"But the east is a perfectly harmless point of the compass," said Jim, with suavity; "and though I don't want candles in the daytime myself, yet I don't see what harm it does anybody to burn them."
"Why, that's just what the Catholics do," said Mrs. Wouvermans.
"Oh, that's it, is it!" said Jim, with a submissive air. "Mustn't we do any thing that Catholics do?"
"No, indeed," said Aunt Maria, falling into the open trap with affecting naïveté.
"Then we mustn't pray at all," said Jim.
"Oh, pshaw! of course I didn't mean that. You know what I mean."
"Certainly, ma'am. I think I understand," said Jim, while Alice, who had been looking reprovingly at him, led off the subject into another strain.
But Mrs. Wouvermans was more gracious to Jim that evening than usual, and when she rose to go home that young gentleman offered his attendance, and was accepted with complacency.
Mrs.

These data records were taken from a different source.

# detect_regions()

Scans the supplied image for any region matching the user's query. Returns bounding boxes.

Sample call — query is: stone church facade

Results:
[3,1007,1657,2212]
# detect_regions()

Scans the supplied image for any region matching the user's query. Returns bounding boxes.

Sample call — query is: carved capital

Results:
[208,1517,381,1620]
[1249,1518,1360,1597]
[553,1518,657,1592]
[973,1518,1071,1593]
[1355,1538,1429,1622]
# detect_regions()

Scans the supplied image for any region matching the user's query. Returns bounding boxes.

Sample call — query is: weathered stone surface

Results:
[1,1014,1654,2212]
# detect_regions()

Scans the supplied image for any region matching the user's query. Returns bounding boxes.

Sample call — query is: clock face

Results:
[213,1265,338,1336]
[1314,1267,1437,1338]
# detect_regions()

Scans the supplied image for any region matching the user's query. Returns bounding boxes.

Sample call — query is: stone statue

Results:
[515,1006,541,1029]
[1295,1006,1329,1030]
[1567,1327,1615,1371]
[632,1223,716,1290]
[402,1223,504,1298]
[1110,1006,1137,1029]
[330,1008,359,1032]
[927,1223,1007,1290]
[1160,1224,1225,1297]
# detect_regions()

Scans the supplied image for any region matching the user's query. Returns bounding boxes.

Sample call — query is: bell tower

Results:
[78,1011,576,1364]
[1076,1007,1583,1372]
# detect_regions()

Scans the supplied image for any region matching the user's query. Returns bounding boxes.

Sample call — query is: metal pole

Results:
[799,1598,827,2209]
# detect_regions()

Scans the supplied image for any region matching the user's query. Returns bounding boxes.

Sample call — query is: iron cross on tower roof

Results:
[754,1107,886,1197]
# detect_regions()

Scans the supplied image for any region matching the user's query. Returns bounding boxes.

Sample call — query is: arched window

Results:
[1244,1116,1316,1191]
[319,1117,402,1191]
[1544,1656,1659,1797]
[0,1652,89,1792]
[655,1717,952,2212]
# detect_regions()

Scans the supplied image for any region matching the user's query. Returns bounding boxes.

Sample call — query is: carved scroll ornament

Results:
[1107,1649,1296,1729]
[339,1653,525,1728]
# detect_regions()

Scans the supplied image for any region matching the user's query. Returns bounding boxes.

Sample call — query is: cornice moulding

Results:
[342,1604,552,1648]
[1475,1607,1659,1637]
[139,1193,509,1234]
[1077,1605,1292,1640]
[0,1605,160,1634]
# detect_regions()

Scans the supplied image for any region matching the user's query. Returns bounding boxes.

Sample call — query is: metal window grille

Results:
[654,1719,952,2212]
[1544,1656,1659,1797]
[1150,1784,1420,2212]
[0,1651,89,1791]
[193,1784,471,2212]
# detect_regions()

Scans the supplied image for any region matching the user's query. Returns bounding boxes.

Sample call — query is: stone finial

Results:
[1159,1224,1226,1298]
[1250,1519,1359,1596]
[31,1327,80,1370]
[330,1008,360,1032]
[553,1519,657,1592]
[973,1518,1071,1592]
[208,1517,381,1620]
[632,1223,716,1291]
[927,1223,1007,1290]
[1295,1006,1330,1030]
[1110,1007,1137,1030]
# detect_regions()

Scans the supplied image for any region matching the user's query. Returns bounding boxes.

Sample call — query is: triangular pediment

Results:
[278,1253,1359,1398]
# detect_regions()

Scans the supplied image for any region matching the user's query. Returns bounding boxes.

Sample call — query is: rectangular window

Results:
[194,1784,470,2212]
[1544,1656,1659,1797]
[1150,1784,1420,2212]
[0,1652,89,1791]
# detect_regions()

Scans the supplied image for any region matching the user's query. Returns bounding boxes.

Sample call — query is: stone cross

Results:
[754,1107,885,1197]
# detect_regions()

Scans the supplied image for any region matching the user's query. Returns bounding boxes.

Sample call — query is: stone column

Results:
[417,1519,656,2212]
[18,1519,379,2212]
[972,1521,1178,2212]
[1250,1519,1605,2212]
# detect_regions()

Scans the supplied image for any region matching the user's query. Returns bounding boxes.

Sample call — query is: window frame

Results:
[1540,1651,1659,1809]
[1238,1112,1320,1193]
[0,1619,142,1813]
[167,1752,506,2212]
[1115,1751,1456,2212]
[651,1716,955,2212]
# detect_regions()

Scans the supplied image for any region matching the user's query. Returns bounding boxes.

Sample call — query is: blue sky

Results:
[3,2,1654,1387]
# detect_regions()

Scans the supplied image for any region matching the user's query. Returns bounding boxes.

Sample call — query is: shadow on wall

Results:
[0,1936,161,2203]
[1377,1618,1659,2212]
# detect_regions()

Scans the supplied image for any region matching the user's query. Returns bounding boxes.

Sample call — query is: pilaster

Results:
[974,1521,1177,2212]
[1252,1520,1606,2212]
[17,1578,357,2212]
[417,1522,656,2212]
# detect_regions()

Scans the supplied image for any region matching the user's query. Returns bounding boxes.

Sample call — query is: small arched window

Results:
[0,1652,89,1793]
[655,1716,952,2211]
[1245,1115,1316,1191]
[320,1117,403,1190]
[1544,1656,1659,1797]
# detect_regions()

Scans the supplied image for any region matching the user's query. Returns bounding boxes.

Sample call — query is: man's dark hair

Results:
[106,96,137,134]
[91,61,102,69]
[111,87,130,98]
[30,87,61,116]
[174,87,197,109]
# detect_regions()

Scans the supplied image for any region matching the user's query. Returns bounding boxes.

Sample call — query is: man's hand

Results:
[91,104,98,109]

Wouvermans, in a general way, believed in what is called Providence. That is to say, when any little matter fell out in a manner exactly apposite to any of her schemes, she called it providential. On the present occasion, when she found herself walking in the streets of New York alone, in the evening, with a young man who treated her with flattering deference, it could not but strike her as a providential opportunity not to be neglected of fulfilling her long-cherished intentions and giving a sort of wholesome check and caution to the youth. So she began with infinite adroitness to prepare the way. Jim, the while, who saw perfectly what she was aiming at, assisting her in the most obliging manner.